ドラゴンの歌声
「おにいちゃん、ここ?」
「そうみたい」

 林の中も暗かったが、見つけた洞窟の中は更に暗い。目が慣れるまでは何も見ることができないものの、岩壁を手で触りながら奥へ進む。

 時折吹き抜ける風がひんやりとして、ここまでくるのにかいた汗を冷やしていく。それがとても心地よくて目を瞑った。

「あれなぁに?」
「ん?」

 妹がいうのにハヤトは目を凝らす。

 目は大分慣れてきたが、『あれ』がよくわからない。
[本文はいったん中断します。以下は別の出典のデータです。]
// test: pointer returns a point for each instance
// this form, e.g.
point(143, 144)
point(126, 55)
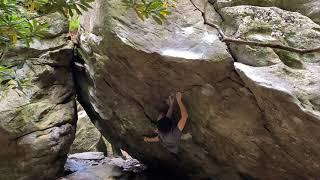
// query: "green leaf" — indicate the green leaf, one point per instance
point(157, 19)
どれ? と促せば、妹は握っていた手を離して駆け出していく。

「これ!」

 見失わないように小走りでついていくと、そこには淡く光る石があった。暗闇で光る石なんて初めて見たハヤトはそれにそっと触れる。

 危険はなさそうなので、持ち上げてよく見てみた。

「おにいちゃん、わたしにもみせて」
「あぁ、ごめん」

 その石をチカに渡そうとしたとき―――

「え!?」
「きゃぁ!」

 光が一層強くなり、ボクらは目を閉じた。
 次に目を開けたときには―――

「主らが手伝ってくれるのか?」

 目の前に、ドラゴンがいた。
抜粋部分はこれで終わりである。